# Cell Phone Listing



## 1929chrysler (Jan 11, 2013)

I'm starting a new business from scratch. My personal cell phone number has mostly 8's in it and is VERY easy to remember. Does any one see a problem with using my personal cell number for my business? 

What about getting the number listed as a business?

Thanks in advance


----------



## RobertCDF (Aug 18, 2005)

I've used a personal cell number for my business for 9 years, no issues.


----------



## 1929chrysler (Jan 11, 2013)

Can you get it listed in Yellow Pages even though you don't advertise with them?


----------



## RobertCDF (Aug 18, 2005)

Not sure, I've never tried nor did I care to try, the yellow pages are about useless.


----------



## MattK (Apr 2, 2009)

Don't waste any effort with YP. I also agree with Robert, my cell is the listing on my licenses and I've used it for yrs without an issue.


----------



## CENTERLINE MV (Jan 9, 2011)

Ditto to the above. Cell # same as business. No problemos.


----------



## RobertCDF (Aug 18, 2005)

At the same time learn to turn it off or ignore it. My voicemail is my business voicemail and it states that our hours are m-f 8-5 I don't answer the phone after those hours. I don't have a lot of personal calls, most text me and I have their number in my phone anyways so I can answer personal calls anytime.


----------



## MattK (Apr 2, 2009)

RobertCDF said:


> At the same time learn to turn it off or ignore it. My voicemail is my business voicemail and it states that our hours are m-f 8-5 I don't answer the phone after those hours. I don't have a lot of personal calls, most text me and I have their number in my phone anyways so I can answer personal calls anytime.

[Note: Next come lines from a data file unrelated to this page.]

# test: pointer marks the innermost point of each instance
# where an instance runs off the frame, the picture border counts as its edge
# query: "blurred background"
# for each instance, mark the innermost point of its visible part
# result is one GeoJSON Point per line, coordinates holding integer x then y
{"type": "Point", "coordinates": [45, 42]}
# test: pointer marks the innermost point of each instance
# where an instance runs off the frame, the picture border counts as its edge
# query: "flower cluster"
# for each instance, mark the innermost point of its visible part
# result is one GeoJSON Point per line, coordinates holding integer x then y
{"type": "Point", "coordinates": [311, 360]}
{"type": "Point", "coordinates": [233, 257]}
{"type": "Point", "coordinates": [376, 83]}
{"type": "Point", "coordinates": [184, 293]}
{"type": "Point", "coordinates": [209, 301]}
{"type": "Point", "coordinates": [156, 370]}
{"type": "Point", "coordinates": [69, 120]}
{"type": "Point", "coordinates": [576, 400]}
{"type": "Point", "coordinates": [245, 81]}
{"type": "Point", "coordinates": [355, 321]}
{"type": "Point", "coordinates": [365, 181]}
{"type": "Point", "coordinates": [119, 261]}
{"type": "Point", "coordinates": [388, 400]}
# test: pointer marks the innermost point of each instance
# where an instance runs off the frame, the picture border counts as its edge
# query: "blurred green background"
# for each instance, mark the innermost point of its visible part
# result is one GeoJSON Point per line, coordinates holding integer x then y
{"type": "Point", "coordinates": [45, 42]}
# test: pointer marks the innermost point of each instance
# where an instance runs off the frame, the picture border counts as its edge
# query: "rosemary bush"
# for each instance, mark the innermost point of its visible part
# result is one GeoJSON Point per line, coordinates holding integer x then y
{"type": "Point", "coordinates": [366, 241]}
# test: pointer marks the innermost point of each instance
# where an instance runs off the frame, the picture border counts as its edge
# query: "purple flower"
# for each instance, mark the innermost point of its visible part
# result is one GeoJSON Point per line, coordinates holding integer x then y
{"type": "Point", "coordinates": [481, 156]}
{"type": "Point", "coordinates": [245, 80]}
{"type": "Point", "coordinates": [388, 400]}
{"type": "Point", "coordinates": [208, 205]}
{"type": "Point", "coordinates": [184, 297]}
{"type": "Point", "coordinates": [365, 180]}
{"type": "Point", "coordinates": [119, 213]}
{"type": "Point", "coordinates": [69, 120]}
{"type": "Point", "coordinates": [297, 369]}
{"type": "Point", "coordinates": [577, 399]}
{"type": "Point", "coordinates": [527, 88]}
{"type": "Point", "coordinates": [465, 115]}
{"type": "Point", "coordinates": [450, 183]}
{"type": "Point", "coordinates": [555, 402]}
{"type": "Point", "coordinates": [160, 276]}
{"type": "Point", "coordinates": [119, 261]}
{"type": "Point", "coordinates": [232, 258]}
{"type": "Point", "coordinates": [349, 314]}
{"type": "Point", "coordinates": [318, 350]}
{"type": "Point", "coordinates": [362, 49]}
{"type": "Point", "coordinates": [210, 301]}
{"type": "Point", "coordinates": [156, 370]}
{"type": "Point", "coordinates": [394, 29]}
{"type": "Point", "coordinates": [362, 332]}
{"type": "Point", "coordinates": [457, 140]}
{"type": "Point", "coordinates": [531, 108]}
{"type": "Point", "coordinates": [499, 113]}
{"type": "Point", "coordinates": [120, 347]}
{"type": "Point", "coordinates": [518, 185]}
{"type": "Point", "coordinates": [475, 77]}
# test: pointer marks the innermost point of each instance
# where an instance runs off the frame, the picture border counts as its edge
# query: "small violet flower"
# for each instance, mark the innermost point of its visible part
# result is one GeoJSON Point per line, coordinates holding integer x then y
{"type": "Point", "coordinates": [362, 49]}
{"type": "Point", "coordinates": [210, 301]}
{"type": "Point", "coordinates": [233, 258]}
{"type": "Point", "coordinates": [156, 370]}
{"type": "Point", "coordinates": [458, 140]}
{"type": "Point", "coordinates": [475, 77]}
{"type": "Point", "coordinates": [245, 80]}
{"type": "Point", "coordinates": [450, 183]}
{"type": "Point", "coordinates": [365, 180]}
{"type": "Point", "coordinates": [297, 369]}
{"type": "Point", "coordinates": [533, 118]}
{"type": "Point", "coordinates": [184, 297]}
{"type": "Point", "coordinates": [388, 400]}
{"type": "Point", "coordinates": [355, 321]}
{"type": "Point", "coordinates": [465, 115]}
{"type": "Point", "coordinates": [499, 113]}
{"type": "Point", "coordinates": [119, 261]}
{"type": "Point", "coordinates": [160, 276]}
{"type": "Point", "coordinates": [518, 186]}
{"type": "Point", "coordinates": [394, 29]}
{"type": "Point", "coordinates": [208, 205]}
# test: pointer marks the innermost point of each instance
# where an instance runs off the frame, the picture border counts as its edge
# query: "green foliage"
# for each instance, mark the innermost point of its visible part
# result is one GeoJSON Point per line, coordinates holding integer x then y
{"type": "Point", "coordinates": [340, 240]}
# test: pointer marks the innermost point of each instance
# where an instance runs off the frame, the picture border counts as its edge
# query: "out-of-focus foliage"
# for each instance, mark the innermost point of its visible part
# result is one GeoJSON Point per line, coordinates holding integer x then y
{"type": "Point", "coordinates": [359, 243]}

I do the same. I screen random #s after 6-630.


----------



## flashheatingand (May 3, 2008)

As a plumber, the yellow pages is not dead. It actually is a great opportunity for those who are starting out. I recommend that you check out the cost for an in line ad. You will be able to use your cell number on the y.p., should you choose.

However you can purchase a market expansion line which should cost about $25/month, and calls can be forwarded to your cell phone.


----------



## cabinetsnj (Jun 10, 2012)

1929chrysler said:


> I'm starting a new business from scratch. My personal cell phone number has mostly 8's in it and is VERY easy to remember. Does any one see a problem with using my personal cell number for my business?
> 
> What about getting the number listed as a business?
> 
> Thanks in advance


You can do it. However what happens when there are more calls than you can handle?

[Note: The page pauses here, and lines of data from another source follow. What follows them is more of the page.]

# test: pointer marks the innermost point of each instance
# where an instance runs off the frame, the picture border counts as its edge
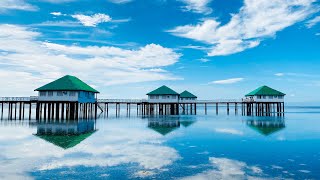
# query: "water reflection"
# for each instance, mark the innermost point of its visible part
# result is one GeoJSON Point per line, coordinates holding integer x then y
{"type": "Point", "coordinates": [266, 127]}
{"type": "Point", "coordinates": [65, 134]}
{"type": "Point", "coordinates": [168, 124]}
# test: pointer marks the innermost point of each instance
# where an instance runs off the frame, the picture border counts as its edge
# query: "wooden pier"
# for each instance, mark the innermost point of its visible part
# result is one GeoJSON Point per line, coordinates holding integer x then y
{"type": "Point", "coordinates": [20, 108]}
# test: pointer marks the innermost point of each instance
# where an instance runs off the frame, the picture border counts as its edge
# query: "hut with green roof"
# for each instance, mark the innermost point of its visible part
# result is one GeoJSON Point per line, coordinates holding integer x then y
{"type": "Point", "coordinates": [187, 96]}
{"type": "Point", "coordinates": [265, 94]}
{"type": "Point", "coordinates": [163, 94]}
{"type": "Point", "coordinates": [67, 89]}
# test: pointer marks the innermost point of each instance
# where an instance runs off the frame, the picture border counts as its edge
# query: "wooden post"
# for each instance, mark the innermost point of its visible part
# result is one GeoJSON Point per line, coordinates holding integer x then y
{"type": "Point", "coordinates": [217, 106]}
{"type": "Point", "coordinates": [15, 111]}
{"type": "Point", "coordinates": [1, 110]}
{"type": "Point", "coordinates": [205, 108]}
{"type": "Point", "coordinates": [45, 111]}
{"type": "Point", "coordinates": [236, 108]}
{"type": "Point", "coordinates": [95, 110]}
{"type": "Point", "coordinates": [20, 110]}
{"type": "Point", "coordinates": [30, 108]}
{"type": "Point", "coordinates": [23, 111]}
{"type": "Point", "coordinates": [228, 108]}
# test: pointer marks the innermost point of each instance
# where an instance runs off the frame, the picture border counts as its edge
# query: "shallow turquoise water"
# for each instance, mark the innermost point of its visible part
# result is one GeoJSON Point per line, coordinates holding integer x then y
{"type": "Point", "coordinates": [174, 147]}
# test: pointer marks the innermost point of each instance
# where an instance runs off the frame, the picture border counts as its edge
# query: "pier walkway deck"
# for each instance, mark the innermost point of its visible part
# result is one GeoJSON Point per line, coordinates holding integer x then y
{"type": "Point", "coordinates": [16, 107]}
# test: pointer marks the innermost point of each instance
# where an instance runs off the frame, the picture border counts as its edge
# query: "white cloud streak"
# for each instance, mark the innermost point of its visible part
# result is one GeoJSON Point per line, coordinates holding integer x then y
{"type": "Point", "coordinates": [255, 21]}
{"type": "Point", "coordinates": [227, 81]}
{"type": "Point", "coordinates": [38, 62]}
{"type": "Point", "coordinates": [16, 5]}
{"type": "Point", "coordinates": [93, 20]}
{"type": "Point", "coordinates": [197, 6]}
{"type": "Point", "coordinates": [313, 22]}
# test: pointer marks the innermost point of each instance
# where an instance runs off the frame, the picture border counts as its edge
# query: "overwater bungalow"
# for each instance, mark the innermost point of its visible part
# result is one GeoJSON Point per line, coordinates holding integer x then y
{"type": "Point", "coordinates": [265, 94]}
{"type": "Point", "coordinates": [66, 97]}
{"type": "Point", "coordinates": [163, 94]}
{"type": "Point", "coordinates": [67, 89]}
{"type": "Point", "coordinates": [186, 96]}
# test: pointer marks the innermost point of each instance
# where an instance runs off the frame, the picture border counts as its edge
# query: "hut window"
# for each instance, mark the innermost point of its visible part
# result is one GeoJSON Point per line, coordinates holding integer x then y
{"type": "Point", "coordinates": [43, 93]}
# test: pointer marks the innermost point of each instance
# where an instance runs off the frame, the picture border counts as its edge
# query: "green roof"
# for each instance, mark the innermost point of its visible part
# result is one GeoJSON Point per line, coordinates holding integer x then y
{"type": "Point", "coordinates": [65, 141]}
{"type": "Point", "coordinates": [265, 91]}
{"type": "Point", "coordinates": [163, 90]}
{"type": "Point", "coordinates": [187, 94]}
{"type": "Point", "coordinates": [67, 83]}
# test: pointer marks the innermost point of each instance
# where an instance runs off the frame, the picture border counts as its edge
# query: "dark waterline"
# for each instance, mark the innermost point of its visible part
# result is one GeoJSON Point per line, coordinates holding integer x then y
{"type": "Point", "coordinates": [168, 147]}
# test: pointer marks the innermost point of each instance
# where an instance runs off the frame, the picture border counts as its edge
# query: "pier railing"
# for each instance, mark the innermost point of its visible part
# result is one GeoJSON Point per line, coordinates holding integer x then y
{"type": "Point", "coordinates": [122, 100]}
{"type": "Point", "coordinates": [18, 99]}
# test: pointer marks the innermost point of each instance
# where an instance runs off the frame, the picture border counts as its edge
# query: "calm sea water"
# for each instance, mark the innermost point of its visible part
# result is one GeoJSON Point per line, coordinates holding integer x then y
{"type": "Point", "coordinates": [172, 147]}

I guess worry about that later.


----------



## VinylHanger (Jul 14, 2011)

Only one phone for me. I answer it at all hours. I've gotten jobs on a Sunday afternoon or late at night on a Wednesday. The world is changing, customers expect you to call them as soon as you get an answer on something, even if it is 8:30 at night. They also expect to get ahold of you if they need something.

Most of my late night customers text first, then I'll call back if I'm available.


----------



## WarriorWithWood (Jun 30, 2007)

cabinetsnj said:


> You can do it. However what happens when there are more calls than you can handle?
> 
> I guess worry about that later.


Transfer the number to a landline or VOIP. 

If I were you OP I'd set up a Google Voice number and forward that to any phone you want. It will never change no matter how many numbers you use.


----------



## RobertCDF (Aug 18, 2005)

VinylHanger said:


> Only one phone for me. I answer it at all hours. I've gotten jobs on a Sunday afternoon or late at night on a Wednesday. The world is changing, customers expect you to call them as soon as you get an answer on something, even if it is 8:30 at night. They also expect to get ahold of you if they need something.
> 
> Most of my late night customers text first, then I'll call back if I'm available.


No thanks, if they don't respect my personal life I'm not interested. I'm not their slave, I run a business, home depot, best buy, Lowes all have hours of operation and so do I. They can leave a vm and I'll call them back during biz hours.


----------



## flashheatingand (May 3, 2008)

I think Vinyl's point is that it's not a 9-5 world anymore. You may not answer after 6:00, but, dollars to donuts, several of our competitors will.


----------



## MattK (Apr 2, 2009)

flashheatingand said:


> I think Vinyl's point is that it's not a 9-5 world anymore. You may not answer after 6:00, but, dollars to donuts, several of our competitors will.


I agree with answering CUSTOMERS into the night to a degree. Random numbers, I'll usually screen until the morning. The bottom line is if you are spending your night calling contractors, you're probably comfortable with calls being returned the following day.


----------



## RobertCDF (Aug 18, 2005)

flashheatingand said:


> I think Vinyl's point is that it's not a 9-5 world anymore. You may not answer after 6:00, but, dollars to donuts, several of our competitors will.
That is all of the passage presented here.